> I think you're missing the point: it's incredibly hard to determine functional correctness of unreadable code.
There is a spectrum between style differences and absolutely unreadable code.
If it is absolutely unreadable, sure, send it back to be readable. But if it is merely styling issues, I'd encourage you to understand that you are not saving any time by focusing on styling before functionality.
> I'd encourage you to understand that you are not saving any time by focusing on styling before functionality.
Far more developer time is spent reading code than writing it.
If you can speed up the time required to understand a piece a code by improving the style then it's almost always worth it. For a professional software engineer, just above "absolutely unreadable" is far too low a bar to aim for.
I am still not convinced that readability comes before functionality.
Imagine a developer building a PR for 2 weeks, then reviews back and forth for 2 more weeks. Now 4 weeks have passed and only now the reviewer reviews the functionality - only to find that the entire implementation is wrong/could be done in a better way.
What a waste of 4 weeks of both the author and the reviewer! This could have been short-circuited very early in the process.
On my team, we default to early feedback on functionality and let the CI enforce what it can. Everything else is debatable.
Trying to understand the functionality of code which is hard to read is also a huge waste of time. You should try to keep the code easy to read even in very early drafts instead of leaving that until the end.
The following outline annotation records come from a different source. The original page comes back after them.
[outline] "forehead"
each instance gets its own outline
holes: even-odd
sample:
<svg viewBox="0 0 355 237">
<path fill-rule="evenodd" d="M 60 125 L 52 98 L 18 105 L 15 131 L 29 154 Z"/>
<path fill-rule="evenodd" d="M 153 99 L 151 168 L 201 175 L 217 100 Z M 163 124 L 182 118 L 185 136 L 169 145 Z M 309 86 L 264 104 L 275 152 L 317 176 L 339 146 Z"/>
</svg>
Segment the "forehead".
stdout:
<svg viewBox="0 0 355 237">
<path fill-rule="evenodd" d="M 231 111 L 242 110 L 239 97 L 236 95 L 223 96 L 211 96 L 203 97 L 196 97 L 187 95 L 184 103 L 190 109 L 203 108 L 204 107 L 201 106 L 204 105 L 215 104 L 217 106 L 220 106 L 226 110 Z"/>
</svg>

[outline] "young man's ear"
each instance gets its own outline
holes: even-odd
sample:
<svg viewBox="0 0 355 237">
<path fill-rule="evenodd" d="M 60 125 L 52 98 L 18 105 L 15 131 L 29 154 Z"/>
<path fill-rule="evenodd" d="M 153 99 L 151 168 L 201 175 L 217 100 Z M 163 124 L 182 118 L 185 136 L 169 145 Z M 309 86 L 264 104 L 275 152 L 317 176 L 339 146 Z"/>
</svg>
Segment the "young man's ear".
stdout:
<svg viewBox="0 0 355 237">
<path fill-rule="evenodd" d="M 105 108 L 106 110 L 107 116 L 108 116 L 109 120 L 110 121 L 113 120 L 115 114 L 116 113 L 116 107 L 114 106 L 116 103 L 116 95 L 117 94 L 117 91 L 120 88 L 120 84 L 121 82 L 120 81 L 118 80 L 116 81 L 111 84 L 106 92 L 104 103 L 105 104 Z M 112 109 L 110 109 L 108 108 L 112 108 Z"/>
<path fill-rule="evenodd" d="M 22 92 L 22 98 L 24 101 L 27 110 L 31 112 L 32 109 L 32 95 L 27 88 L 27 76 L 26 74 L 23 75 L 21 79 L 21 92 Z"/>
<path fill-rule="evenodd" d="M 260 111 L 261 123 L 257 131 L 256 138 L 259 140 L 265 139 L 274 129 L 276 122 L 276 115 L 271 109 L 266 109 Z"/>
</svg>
Hard to read code is subjective. I am guessing you are working with professionals and not high school programmers. Most of the code I see from professional programmers is passable enough for me to
1. Review functionality and then
2. Point out something about coding style.
In fact, if the functionality is good, I even approve the PR leaving a lot of code styling comments that the author can fix at their own leisure.
There is a spectrum between style differences and absolutely unreadable code.
If it is absolutely unreadable, sure, send it back to be readable. But if it is merely styling issues, I'd encourage you to understand that you are not saving any time by focusing on styling before functionality.